II. Kicking It Up A Notch
The second section of Jesus' mixtape sounds a bit like Louis Armstrong, featuring variations on "What a Wonderful World." If you've seen the film, Good Morning, Vietnam, where the song is juxtaposed with "real world" images of violent warfare, then you know how a sunny song like "What a Wonderful World" can leave you feeling uncomfortable. The song reminds us that we are nowhere close to living in the world it calls into being. Jesus' mixtape has a similar impact in this set, with vintage numbers like:
"Love your enemies"
"Do good to those who hate you"
"Bless those who curse you"
"Give to anyone who begs from you"
"If anyone strikes you on the cheek, offer the other also" (Luke 5:27-30)
In these numbers, Jesus is painting a picture of the wonderful world intended for us. Yet as simple and beautiful as they sound, these songs are incredibly hard to sing along with. Even the virtuoso's among us tend to lose the rhythm or sing them off-key. In this respect, they are more bluesy than the first set of songs.
Curiously, Jesus introduces this set with the line, "But I say to you who listen..." When we really consider the world Jesus is calling into being, we begin to realize just how much our deepest struggles -- including those we tend to blame on God -- are self-inflicted. For instance, many people say they can't believe in a God who allows poverty, hunger, and violence to afflict so many in our world. Yet how much of an affliction would violence be in a world that took Jesus' message to "love your enemies" and "do good to those who hate you" with even a modicum of resolve? How afflicting would poverty and hunger be in world that gave more than lip service to Jesus' admonition to "give to anyone who begs of you," or to lend to others even when you can expect no return on your loan? (v. 34)
In this portion of Jesus' mixtape, the fist we have often shaken at God turns on us and we begin shaking it at ourselves. Jesus has "kicked it up a notch" by revealing life's harshest and most condemning reality. Yet just as we're ready to fall into despair, Jesus cools it off in the third section, offering us a way to live faithfully -- and realistically -- even in a world that is so far from God's ideal.
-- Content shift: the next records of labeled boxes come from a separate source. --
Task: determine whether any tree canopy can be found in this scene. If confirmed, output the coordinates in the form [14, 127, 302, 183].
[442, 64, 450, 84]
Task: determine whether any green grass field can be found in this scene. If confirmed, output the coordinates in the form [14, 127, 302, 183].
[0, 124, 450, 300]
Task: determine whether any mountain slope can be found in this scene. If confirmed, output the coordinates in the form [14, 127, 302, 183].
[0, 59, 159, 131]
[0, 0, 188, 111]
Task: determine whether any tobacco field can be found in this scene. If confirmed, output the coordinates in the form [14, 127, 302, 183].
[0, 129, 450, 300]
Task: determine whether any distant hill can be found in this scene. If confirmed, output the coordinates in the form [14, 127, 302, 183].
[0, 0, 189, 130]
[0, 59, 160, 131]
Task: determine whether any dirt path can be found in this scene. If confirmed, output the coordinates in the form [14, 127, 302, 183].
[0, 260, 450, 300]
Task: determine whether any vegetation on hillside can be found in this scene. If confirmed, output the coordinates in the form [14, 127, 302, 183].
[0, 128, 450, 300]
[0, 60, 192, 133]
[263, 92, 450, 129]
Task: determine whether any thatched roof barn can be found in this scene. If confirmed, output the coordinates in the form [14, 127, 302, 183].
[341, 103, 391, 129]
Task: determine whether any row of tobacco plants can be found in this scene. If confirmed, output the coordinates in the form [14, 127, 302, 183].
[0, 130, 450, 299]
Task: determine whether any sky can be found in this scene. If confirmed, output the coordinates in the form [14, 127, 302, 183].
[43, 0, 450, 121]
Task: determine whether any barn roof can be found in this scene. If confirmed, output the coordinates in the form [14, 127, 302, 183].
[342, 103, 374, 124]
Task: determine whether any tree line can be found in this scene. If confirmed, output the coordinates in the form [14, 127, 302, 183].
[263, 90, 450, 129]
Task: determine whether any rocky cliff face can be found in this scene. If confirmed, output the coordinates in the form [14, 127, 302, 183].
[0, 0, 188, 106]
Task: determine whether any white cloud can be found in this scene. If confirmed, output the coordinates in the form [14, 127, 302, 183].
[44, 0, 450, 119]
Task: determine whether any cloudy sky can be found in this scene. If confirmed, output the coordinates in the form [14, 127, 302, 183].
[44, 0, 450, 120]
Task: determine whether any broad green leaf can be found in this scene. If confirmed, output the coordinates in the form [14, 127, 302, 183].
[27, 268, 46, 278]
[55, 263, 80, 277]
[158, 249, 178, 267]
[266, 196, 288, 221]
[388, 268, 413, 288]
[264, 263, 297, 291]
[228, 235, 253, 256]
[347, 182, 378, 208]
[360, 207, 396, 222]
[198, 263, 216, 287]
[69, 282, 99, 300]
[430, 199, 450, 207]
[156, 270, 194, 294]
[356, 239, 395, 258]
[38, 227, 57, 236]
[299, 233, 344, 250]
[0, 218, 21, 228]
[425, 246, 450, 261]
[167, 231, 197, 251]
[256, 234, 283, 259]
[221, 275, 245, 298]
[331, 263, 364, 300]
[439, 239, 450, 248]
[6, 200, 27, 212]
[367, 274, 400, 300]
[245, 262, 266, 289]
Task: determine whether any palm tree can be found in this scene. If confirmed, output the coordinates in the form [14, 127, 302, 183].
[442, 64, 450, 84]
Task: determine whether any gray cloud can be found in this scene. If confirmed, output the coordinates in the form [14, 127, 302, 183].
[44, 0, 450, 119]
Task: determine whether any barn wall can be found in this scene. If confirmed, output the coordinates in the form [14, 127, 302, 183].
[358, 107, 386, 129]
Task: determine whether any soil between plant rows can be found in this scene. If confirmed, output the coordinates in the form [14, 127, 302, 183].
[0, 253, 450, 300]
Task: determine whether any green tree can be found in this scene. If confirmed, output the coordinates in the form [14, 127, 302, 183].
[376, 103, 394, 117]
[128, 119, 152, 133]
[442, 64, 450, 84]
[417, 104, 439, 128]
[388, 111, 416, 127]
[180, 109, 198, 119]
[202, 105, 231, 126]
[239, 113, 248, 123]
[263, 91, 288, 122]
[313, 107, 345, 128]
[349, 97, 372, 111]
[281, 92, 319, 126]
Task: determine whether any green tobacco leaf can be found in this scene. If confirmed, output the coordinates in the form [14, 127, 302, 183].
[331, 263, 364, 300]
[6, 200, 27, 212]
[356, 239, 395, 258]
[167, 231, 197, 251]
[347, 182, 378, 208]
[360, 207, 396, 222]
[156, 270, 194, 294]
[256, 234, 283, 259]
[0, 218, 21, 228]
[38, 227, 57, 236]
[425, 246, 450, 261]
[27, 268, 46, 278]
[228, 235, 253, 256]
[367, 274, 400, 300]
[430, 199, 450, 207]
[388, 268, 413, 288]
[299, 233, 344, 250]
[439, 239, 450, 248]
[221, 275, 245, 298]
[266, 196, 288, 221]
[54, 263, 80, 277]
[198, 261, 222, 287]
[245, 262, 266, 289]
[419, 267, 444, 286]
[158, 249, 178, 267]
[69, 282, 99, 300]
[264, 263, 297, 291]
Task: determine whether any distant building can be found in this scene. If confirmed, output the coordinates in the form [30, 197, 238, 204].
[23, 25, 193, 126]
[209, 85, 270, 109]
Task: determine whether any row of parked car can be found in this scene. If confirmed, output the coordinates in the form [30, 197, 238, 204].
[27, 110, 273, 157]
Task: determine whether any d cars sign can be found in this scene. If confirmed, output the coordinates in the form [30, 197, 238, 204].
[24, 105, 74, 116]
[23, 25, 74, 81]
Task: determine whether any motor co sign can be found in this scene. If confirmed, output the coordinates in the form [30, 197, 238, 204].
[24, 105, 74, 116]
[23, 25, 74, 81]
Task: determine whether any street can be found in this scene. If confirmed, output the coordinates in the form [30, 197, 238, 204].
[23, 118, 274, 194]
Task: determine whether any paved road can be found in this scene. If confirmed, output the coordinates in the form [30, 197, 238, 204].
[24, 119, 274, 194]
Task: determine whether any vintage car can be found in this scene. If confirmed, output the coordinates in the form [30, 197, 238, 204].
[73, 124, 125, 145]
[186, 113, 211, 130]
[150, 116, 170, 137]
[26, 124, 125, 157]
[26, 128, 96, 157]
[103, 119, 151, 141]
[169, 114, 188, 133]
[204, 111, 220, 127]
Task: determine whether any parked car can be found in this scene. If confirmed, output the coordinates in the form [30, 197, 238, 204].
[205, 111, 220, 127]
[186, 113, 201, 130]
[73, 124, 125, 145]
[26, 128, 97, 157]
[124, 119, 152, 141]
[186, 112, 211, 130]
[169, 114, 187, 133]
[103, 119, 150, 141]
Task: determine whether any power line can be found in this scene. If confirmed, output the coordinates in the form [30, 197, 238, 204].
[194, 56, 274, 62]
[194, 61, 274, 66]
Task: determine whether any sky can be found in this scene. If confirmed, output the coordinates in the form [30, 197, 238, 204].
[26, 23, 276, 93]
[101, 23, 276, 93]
III. Cooling It Off, Offering Hope
In the third section of Jesus' mixtape we find tunes like:
"Do not judge, and you will not be judged"
"Do not condemn, and you will not be condemned"
"Forgive, and you will be forgiven"
"God is kind to the ungrateful and the wicked" (Luke 5:35-37)
While we do a poor job of loving our enemies and blessing those who curse us, these final songs offer hope as they are ones we can actually sing along with. Mostly they are within our abilities because God sings the verses and we join in only on the refrain. In music, a "refrain" is a repeated line or musical phrase that ties the song together. Of course, in the rest of life "refrain" has a different meaning, as in "to abstain from the impulse to say or do something." Both meanings are suggested in this third set.
Even though we live in a far-from-wonderful world, when we refrain from judging others, we ourselves are not judged. When we refrain from condemning others, neither does God condemn us. And when we forgive others (i.e., refrain from exacting vengeance on those who have wronged us) we find ourselves forgiven. And we discover that the song, "God is kind to the ungrateful and the wicked" was written just for us. Certainly, this unimaginable kindness was the central meaning of Jesus' life and ministry, his death and resurrection.
So there is Jesus' mixtape. What mixtape are you recording with your life?